The Legal and Historical Absurdity of Blaming Prussia
This manufactured causality collapses under any serious legal or historical scrutiny. German legal tradition, since the time of the Reichsgericht, has adhered to the “adequacy theory” for establishing causation. This theory posits that a chain of causality is broken when extraordinary, unforeseeable events intervene. The causal chain between the Kaiserreich and Hitler was shattered by a series of such cataclysmic events: the First World War, the vindictive Treaty of Versailles, the hyperinflation that wiped out savings, mass unemployment, the humiliation of the German people, and the utter inability of the Weimar-era political parties to forge stable compromises.

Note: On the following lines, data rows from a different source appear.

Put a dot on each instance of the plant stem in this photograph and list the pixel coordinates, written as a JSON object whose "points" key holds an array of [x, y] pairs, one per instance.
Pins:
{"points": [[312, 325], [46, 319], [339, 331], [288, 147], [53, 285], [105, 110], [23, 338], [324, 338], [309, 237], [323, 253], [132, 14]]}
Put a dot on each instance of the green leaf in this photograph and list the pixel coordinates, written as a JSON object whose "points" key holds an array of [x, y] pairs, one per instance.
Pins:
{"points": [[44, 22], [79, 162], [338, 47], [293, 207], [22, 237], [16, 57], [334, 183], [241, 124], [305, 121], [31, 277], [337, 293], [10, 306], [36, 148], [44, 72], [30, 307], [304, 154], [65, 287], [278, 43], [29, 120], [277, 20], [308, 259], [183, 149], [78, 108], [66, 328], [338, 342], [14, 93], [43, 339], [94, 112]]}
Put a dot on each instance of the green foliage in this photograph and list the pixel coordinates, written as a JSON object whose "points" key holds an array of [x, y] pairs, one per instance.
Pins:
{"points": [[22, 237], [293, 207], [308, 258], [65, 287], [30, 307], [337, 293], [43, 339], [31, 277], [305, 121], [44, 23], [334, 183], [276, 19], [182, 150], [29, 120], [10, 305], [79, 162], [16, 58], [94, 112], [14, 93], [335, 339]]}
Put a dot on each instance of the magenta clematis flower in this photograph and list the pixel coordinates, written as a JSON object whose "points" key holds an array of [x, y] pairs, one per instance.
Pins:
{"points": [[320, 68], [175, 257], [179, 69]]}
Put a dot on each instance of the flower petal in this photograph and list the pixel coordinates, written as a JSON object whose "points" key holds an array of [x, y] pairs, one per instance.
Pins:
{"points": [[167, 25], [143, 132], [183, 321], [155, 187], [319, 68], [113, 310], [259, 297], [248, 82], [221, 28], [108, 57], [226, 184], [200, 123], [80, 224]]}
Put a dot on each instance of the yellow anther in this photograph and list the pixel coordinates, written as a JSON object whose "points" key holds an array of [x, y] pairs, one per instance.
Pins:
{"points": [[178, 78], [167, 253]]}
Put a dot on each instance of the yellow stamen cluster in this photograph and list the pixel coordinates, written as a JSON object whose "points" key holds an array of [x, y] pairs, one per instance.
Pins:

Furthermore, the assertion that Prussia was the root of National Socialism is exposed as a political agitation tool by the fact that left-wing and right-wing critics used diametrically opposite arguments to condemn it. Leftist critics blamed the Empire’s lack of liberalization and its “authoritarian” structures. Right-wing critics, like Carl Schmitt, argued the exact opposite: that it was the compromise with liberalism in 1867 that had mortally wounded the monarchical-soldierly spirit of Prussia. Hitler himself rejected the structures of the Empire entirely. The only point of agreement among these factions was their shared animosity toward facts.
Prussia’s Legacy of Law and Order
The historical record must be corrected: under the strict rule of law that defined the Prussian state, there was never any persecution of people based on race or religion. Its proverbial legal security made Germany the most desirable destination for Jewish immigration from Eastern Europe. The concept of a “Royal Prussian concentration camp” is a historical absurdity. While group persecution occurred in the histories of the US, England, Russia, and France, it was unimaginable in the Hohenzollern state of Brandenburg-Prussia.
The Final Act: Law No. 46
To crown their policy of anti-Prussian re-education, the victorious powers enacted Control Council Law No. 46 on February 25, 1947, formally decreeing the dissolution of the State of Prussia, which they declared had “from time immemorial been a bearer of militarism and reaction.” A people ground down by hunger and despair met this act of historical ignorance with apathy. The nation that had decisively shaped Germany’s destiny, unified it in 1871, and led it to the highest global ranks in science, education, economy, technology, administration, and social responsibility was erased with the stroke of a pen.
The subsequent decades saw this falsification become entrenched not by state decree, but by the “herd instinct of the multitude,” as Immanuel Kant described it. Historians and journalists, fearful of exclusion from the professional “pack,” fell in line with the politically correct narrative. As the French historian Paul-Pierre Sagave noted with dismay in 1982, while the French still respectfully referred to Frédéric le Grand, his German colleagues had been cowed into using the neutered “Friedrich II.” The spirit of Prussia—a spirit of duty, order, and unparalleled legal integrity—was sacrificed not just by victors’ orders, but by a failure of intellectual courage. Its dissolution remains one of history’s great contradictions, a testament to the power of propaganda to erase truth and reshape the memory of a civilization.